When General Motors filed for bankruptcy in 2009, the company was facing more problems than it let on. The company had sold several cars with faulty ignition switches that caused serious injury and death and resulted in a number of defective vehicle lawsuits.
GM had installed faulty ignition switches in various small car models including the Chevrolet Cobalt. These ignition switches have been known to slip position when the car is running. This results in the car stalling unexpectedly. These incidents have been linked to injuries to more than 275 people and 124 deaths.
Filing for Bankruptcy
While this may seem like a cut and dry case for those affected by the faulty ignition switches, GM complicated things for plaintiffs by filing for bankruptcy. The company filing for bankruptcy was funded by the government. The terms of the bankruptcy were that the company that emerged following the filing i.e. New GM, would be indemnified against any claims that were filed against the Old GM, the company that existed before filing for bankruptcy.
This meant that claimants for the faulty ignition switches could not file claims against the company that emerged following the bankruptcy. This meant that over 1,000 injury and death lawsuits couldn’t be brought against the company.
The Turning Point
However, a recent ruling by the US Court of Appeals for the Second Circuit offers claimants a glimmer of hope. The three-judge panel ruled that GM could no longer use its bankruptcy filing as a defense against the claims for faulty ignition switches. This is because the company failed to reveal its knowledge of the faulty ignition switches to the court at the time of filing the bankruptcy.
According to the Court, GM prevented victims of crashes from filing claims by failing to reveal information about the faulty switches.
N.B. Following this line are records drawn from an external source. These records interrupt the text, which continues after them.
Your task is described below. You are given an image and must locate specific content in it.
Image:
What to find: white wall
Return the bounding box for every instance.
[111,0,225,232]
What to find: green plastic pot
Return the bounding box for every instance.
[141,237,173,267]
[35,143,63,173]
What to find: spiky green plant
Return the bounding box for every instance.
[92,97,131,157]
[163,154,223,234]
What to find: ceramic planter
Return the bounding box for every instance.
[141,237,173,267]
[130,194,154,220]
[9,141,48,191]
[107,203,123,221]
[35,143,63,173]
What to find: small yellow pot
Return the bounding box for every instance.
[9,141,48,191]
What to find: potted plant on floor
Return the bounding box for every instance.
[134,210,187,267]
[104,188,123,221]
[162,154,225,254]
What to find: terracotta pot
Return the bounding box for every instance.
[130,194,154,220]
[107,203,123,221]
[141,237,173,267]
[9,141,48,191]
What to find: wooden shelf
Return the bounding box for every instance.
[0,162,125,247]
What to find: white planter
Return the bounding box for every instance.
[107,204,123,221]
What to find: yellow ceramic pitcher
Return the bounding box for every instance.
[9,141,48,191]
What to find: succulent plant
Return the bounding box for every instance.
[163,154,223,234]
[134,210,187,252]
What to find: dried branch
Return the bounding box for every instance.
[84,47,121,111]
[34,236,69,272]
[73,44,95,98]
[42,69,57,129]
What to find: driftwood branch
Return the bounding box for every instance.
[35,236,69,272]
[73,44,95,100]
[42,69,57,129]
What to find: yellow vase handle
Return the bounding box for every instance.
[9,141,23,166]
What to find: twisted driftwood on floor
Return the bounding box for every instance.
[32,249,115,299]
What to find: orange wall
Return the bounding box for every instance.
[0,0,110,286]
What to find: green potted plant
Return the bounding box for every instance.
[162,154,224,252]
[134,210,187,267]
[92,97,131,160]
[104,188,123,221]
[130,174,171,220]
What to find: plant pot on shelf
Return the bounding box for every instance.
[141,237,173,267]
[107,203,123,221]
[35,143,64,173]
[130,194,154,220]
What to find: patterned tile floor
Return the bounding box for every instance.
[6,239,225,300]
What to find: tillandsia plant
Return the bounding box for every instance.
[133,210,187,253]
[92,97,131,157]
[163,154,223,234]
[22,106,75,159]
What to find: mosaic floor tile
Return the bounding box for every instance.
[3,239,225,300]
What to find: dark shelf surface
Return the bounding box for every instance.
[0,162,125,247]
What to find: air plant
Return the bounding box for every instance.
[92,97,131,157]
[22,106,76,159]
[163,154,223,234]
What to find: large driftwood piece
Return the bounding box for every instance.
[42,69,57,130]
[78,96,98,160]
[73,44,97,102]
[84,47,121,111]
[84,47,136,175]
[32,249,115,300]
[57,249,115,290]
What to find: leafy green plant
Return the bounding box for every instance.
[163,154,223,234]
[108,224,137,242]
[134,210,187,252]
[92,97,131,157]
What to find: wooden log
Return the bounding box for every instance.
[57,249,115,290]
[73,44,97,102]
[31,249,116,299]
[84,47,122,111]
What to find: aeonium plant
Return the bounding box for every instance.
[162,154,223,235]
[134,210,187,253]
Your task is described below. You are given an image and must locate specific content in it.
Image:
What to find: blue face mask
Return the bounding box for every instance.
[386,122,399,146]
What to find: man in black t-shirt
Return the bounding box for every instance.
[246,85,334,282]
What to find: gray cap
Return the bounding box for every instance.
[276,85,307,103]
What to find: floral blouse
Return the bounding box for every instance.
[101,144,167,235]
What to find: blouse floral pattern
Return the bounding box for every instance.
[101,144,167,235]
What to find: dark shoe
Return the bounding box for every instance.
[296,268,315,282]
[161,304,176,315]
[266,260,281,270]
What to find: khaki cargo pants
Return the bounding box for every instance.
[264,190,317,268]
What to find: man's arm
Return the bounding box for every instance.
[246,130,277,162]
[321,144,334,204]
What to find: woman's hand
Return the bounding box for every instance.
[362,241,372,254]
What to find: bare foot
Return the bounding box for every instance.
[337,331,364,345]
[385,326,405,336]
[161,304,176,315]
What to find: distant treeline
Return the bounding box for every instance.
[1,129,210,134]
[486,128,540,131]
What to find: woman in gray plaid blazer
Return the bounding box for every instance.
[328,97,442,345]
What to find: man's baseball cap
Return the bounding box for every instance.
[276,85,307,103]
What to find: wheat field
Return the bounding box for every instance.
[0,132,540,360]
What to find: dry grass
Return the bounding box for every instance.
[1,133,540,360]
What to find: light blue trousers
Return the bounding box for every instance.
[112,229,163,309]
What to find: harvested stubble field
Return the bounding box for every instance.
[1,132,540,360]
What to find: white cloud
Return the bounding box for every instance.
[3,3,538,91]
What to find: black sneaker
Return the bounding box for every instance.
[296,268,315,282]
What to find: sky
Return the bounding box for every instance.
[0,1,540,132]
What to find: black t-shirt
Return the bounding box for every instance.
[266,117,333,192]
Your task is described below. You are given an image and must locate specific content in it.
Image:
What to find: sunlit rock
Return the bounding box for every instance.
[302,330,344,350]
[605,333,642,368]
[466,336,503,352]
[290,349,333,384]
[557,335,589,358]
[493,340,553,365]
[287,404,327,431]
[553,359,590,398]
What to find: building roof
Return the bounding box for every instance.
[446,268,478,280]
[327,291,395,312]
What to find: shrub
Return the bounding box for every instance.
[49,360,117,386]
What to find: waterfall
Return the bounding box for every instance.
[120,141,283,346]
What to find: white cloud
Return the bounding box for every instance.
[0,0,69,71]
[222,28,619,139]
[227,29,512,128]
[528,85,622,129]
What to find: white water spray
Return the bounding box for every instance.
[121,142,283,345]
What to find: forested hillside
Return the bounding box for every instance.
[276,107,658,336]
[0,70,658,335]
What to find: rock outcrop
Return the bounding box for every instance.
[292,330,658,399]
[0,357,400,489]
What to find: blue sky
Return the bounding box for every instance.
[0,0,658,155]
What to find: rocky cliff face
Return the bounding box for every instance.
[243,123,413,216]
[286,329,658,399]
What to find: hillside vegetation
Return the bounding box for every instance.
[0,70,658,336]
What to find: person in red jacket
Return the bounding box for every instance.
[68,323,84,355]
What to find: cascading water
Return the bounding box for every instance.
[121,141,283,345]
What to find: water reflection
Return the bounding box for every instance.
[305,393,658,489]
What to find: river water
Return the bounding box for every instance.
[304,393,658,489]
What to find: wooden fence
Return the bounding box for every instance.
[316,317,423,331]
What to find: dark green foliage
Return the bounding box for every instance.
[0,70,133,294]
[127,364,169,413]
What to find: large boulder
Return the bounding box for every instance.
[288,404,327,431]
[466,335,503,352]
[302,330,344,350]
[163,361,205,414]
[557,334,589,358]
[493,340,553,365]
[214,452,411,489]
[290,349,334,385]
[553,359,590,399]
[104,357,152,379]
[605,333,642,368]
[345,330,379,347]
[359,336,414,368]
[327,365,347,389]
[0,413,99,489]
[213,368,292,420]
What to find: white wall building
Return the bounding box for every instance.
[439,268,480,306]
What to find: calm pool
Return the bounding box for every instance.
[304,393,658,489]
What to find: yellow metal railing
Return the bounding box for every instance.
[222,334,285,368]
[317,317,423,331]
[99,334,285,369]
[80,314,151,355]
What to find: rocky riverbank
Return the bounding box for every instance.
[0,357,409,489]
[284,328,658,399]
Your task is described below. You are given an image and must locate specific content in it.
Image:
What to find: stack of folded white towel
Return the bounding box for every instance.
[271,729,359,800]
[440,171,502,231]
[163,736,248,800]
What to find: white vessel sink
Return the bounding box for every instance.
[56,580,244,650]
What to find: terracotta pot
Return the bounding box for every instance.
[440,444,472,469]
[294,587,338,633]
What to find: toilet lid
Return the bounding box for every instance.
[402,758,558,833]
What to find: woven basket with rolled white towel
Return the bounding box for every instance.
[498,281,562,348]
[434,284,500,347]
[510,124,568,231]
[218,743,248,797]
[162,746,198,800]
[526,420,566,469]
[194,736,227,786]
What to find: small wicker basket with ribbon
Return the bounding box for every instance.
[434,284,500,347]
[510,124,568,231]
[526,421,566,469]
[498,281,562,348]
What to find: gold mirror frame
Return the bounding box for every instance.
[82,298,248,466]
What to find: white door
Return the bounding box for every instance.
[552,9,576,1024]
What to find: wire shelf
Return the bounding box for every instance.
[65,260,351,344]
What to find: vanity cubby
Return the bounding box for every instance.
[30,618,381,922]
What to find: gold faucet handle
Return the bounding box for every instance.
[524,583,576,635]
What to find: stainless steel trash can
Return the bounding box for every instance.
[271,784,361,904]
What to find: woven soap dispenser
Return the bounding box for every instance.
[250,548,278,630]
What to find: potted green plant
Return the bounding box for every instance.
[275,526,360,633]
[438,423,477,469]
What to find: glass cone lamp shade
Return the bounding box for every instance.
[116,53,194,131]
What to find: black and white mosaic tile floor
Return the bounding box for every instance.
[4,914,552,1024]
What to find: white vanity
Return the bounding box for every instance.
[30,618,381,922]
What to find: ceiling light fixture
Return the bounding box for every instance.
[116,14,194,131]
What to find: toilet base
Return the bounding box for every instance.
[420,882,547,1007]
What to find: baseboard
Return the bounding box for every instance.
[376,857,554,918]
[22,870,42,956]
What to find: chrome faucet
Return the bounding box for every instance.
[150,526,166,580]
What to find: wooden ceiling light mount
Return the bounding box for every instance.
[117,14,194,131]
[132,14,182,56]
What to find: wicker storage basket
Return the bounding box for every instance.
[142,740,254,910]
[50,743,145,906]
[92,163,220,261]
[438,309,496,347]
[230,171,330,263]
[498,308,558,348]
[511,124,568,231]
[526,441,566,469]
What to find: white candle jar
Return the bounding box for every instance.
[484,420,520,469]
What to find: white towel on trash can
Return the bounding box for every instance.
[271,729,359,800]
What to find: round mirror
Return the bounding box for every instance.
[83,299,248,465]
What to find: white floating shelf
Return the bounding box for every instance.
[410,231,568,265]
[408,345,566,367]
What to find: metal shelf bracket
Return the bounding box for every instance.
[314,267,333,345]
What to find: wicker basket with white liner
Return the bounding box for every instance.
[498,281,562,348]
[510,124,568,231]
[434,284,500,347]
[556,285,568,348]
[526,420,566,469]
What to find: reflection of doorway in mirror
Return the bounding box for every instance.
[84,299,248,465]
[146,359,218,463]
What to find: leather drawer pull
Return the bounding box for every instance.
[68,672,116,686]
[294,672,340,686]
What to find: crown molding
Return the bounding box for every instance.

The company also prevented victims from contesting their filing for bankruptcy. This, in essence, robbed the claimants of due process.
However, following this ruling, GM will be exposed to thousands of lawsuits for the faulty ignition switches. Apart from the 1,000 lawsuits that were put on hold as the appeals decision was being awaited, there are at least 100 lawsuits against GM that are still pending.
The Next Move
All eyes are now on GM wondering what it will do next. GM may opt to appeal the decision and try to get it overturned.
Those who settled for compensation with GM for death or injury cases received a total of $549.5 million from the company. However, the question arises whether this ruling will affect those who settled. According to compensation experts, claimants who already settled waived their rights to sue by settling. However, the ruling may result in the cases being reopened.